With a partitioned index, the reorg utility can be running on partition 2 while statistics on partition 3 are being updated. Either of these utilities would make the index unavailable on an unpartitioned index. In this case, both are running simultaneously while data on partition 1 is still available to an application.

Similarly, if queries are changing the data, indexes can be updated on one partition without affecting operations on others.

In a mixed workload environment, DBAs can design partitions so that transactional operations occur on one partition while DSS queries run on others.

The data availability that partitioning offers is critical to the performance of applications running in a mixed workload environment.

Partitions also enhance availability by being placed on various physical devices. If one device fails, the remaining partitions will still be available for use.

 

INDEX PARTITIONING

There are two methods of index partitioning: global and local. A global index has its entire structure (one B-tree) on one partition. When queries on partitioned tables use a global index, they will follow pointers from the index to the data on the table’s data partition(s). The index structure covers all data partitions of the table.

The second type of index is a local index. Here the index’s structure is broken up into pieces (multiple B-trees), which are stored together on a single partition. Since the partitioned index has to be based on the same column order of values as the data partitions, a local index is similar to having smaller  individual indexes pointing to data in corresponding data partitions. If a query is searching for only a fraction of the data in the table, it will only have to read one piece of the index.

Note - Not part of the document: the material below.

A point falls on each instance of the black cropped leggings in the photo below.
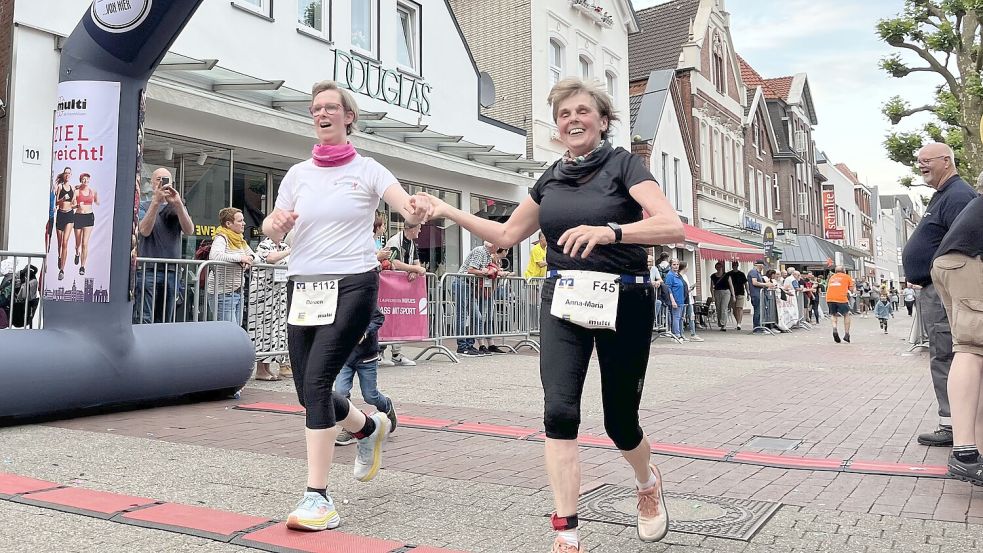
(622, 355)
(317, 353)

This increases concurrency by allowing different queries to simultaneously access different pieces of the same index. Aquery that is retrieving data from one partition will not interfere with a query that is using another partition. The result is less blocking, less I/O, more data availability, and higher performance. Another advantage to using partitioned indexes is that the size of each is based on the number of rows in its corresponding table partition. Smaller indexes take less time to scan.

HOW TO AND WHEN TO USE DATA PARTITIONING

Partitioning tables and indexes is relatively simple. Atable can be partitioned at its creationor later. Once partitioned, data put into the table will follow the  rules set by the partitioning method, whether it’s done with an insert or update or by using bcp to import data. An index can also be partitioned when it’s created, but an existing index cannot be partitioned. It will need to be dropped and recreated with partitioning.

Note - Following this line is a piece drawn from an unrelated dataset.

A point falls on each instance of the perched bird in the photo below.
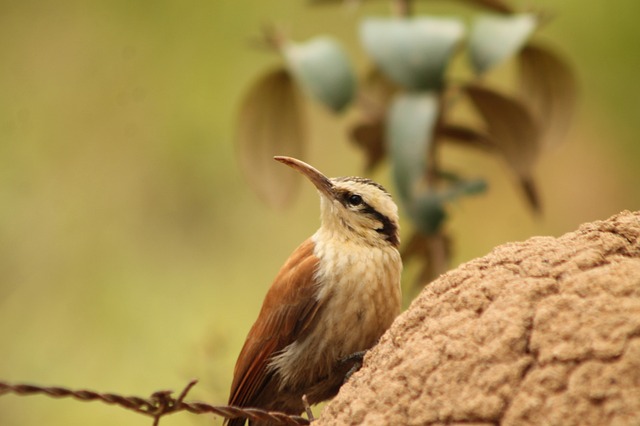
(336, 295)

Here are some situations where DBAs might consider using the three semantic methods of partitioning described earlier:

  • Range partitioning — This method allows DBAs to specify what data will be contained in each partition based on a range of values in the key column. For example, the values 1, 2, 3, and 4 could be on partition 1, while 5, 6, 7, and 8 are on partition 2, and so on. Below is an example of the syntax used to create a table that uses range partitioning on adate/time column:

  • create table customer (ord_date datetime not null,

  • name varchar(20) not null,

  • address varchar(40) not null, other columns ...)

  • partition by range (ord_date)

  • (ord_date1 values <= (3/31/05) on segment1,

  • ord_date2 values <= (6/30/05) on segment2,

  • ord_date3 values <= (9/30/05) on segment3,

  • ord_date4 values <= (12/31/05) on segment4)

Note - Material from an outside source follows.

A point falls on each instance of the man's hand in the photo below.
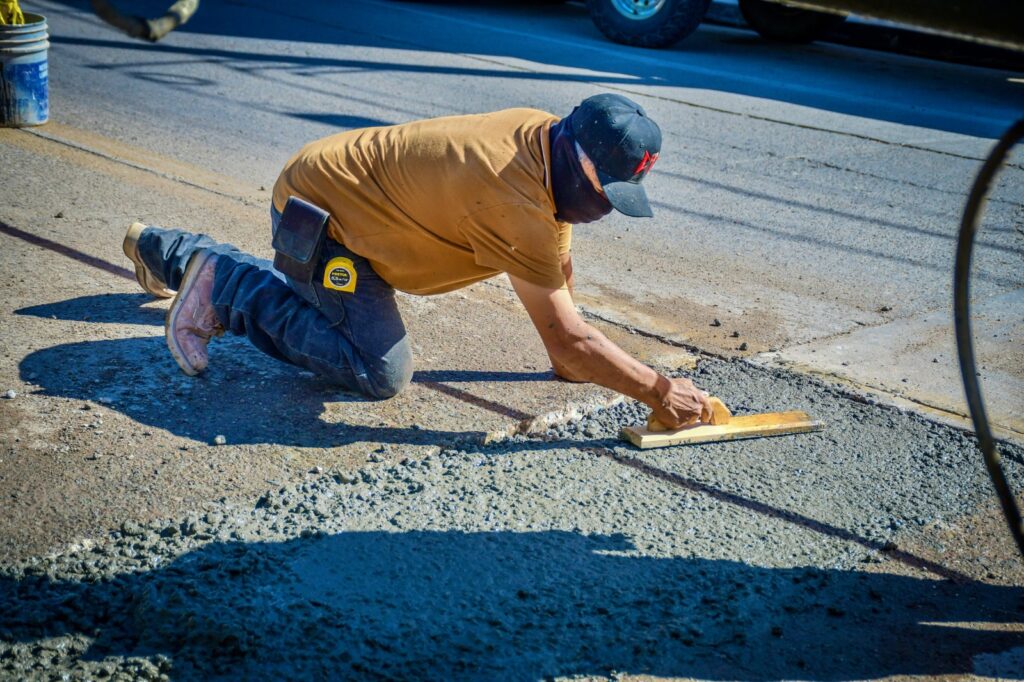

Range partitioning is especially useful for tables with constant updates, inserts, and deletes that contain a column or columns with sequential data in them such as a customer ID or a transaction date. Such tables require the most attention from DBAs for maintenance and management. These tables are also commonly used in decision support style queries, making them excellent candidates for range partitioning. While transactions are  occurring on a single partition, DBA tasks and DSS queries can access other partitions. At the same time, it is critical that the DBAkeep the distribution statistics up to date on the active transactional partition so that new data can be described to the query processing engine. As we have seen, the time it takes to update the statistics is considerably shorter when it only has to be run on a single partition.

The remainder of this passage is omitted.